Search code examples
pythonkerasneural-network

My test loss is increasing but train loss is decreasing for Neural Network. What should i do?


My Neural Network

def buildModel(optimizer):
    model = tf.keras.models.Sequential([
    Dense(100, activation = 'relu'),
    Dense(82, activation = 'relu'),
    Dense(20, activation = 'relu'),
    Dense(6, activation = 'relu'),
    Dense(20, activation = 'softmax')
    ])
    model.compile(loss='categorical_crossentropy', optimizer=optimizer, metrics=['accuracy'])
    return model

tf.keras.optimizers.legacy.Adam()

model = buildModel('adam')
history = model.fit(train_x,train_y_lst, validation_data=(test_x, test_y_lst),epochs = 50,batch_size = 32,verbose = 0)

Plotting

plt.figure()
plt.plot(history.history['loss'], label='Training Loss')
plt.plot(history.history['val_loss'], label='Validation Loss')
plt.xlabel('Epoch')
plt.ylabel('Loss')
plt.title('Training and Validation Loss Curves')
plt.legend()

# Plot training and validation accuracy
plt.figure()
plt.plot(history.history['accuracy'], label='Training Accuracy')
plt.plot(history.history['val_accuracy'], label='Validation Accuracy')
plt.xlabel('Epoch')
plt.ylabel('Accuracy')
plt.title('Training and Validation Accuracy Curves')
plt.legend()

plt.show()

Loss vs Epochs

Accuracy for test is also bad

Accuracy vs Epoch

Any suggestions where i may be going wrong, I am new?

I was expecting for test loss to decrease just like train loss.

My test_x lookes like this

  -0.84335711]
 [-0.1898388  -1.4177287   0.24718753 ... -0.33010045  0.77921928
  -1.56813293]
 [ 0.51887204 -1.34965479  0.19069737 ...  0.56236361 -0.03741466
  -0.24596578]
 ...
 [-0.11631875  0.46366703 -1.04400684 ...  0.23282911 -2.10649511
  -0.41883463]
 [-1.03632829  0.05419996 -2.22371652 ...  0.47133847 -1.70391277
  -1.42387687]
 [-0.12011524 -0.72294703 -0.74587529 ...  0.11331488 -1.81362912
  -0.11828704]]

test_y_lst

array([[1, 0, 0, ..., 0, 0, 0],
       [1, 0, 0, ..., 0, 0, 0],
       [1, 0, 0, ..., 0, 0, 0],
       ...,
       [0, 0, 0, ..., 0, 0, 0],
       [0, 0, 0, ..., 0, 0, 0],
       [0, 0, 0, ..., 0, 0, 0]])

Multi classification problem.


Solution

  • Since it looks like that you are new to the concept, I will tell you some ways you can improve your result here or in general using NeuralNets.

    Your model is overfitting to the input train data. to avoid:

    1. Always scale your input data. ranging them between [0,1] or [-1,1] depending on your use case is 99% of the time good enough.

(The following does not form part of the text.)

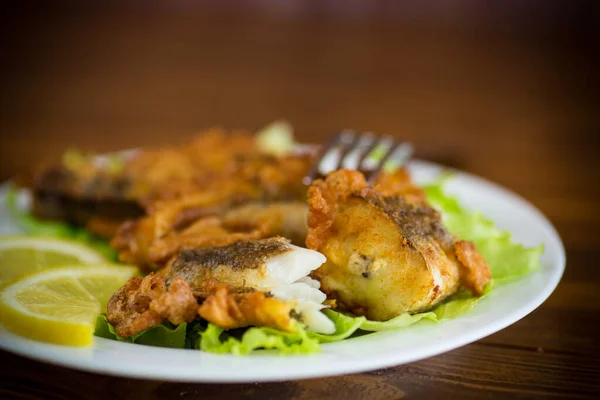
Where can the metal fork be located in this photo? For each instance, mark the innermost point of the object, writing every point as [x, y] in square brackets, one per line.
[361, 151]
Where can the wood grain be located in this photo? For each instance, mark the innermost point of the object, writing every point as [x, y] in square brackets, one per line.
[513, 103]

It helps the back propagation.
    2. Use metrics knowingly. ReLu activation deletes all negative values from calculation matrix by setting them to zero. You have negative values being fed into the model. Although ReLu could be useful even with negative inputs, it depends on the use case. it is not the master key.
    3. Use Dropout. Simply by adding dropout you reduce huge parts of your overfitting. it randomly sets some coefficients of a that layer to zero. so it does not overfit to some specific part of your input. and the trained model is more generalised.
    4. early stopping. Training long doesn't always mean better model. you can set the training to be stopped earlier than your train&test accuracy start distancing each other.
    5. fair amount of data and feature for the task. if you are training a model for 20 different category in output, you input data must be sufficient enough for the model to generalise the features of inputs. also dimension of the input data (shows the amount of data in can present) must be well enough (not much or few).

    for start try to scale your input data between (0,1) and use dropout for one or two of your layers and see the result.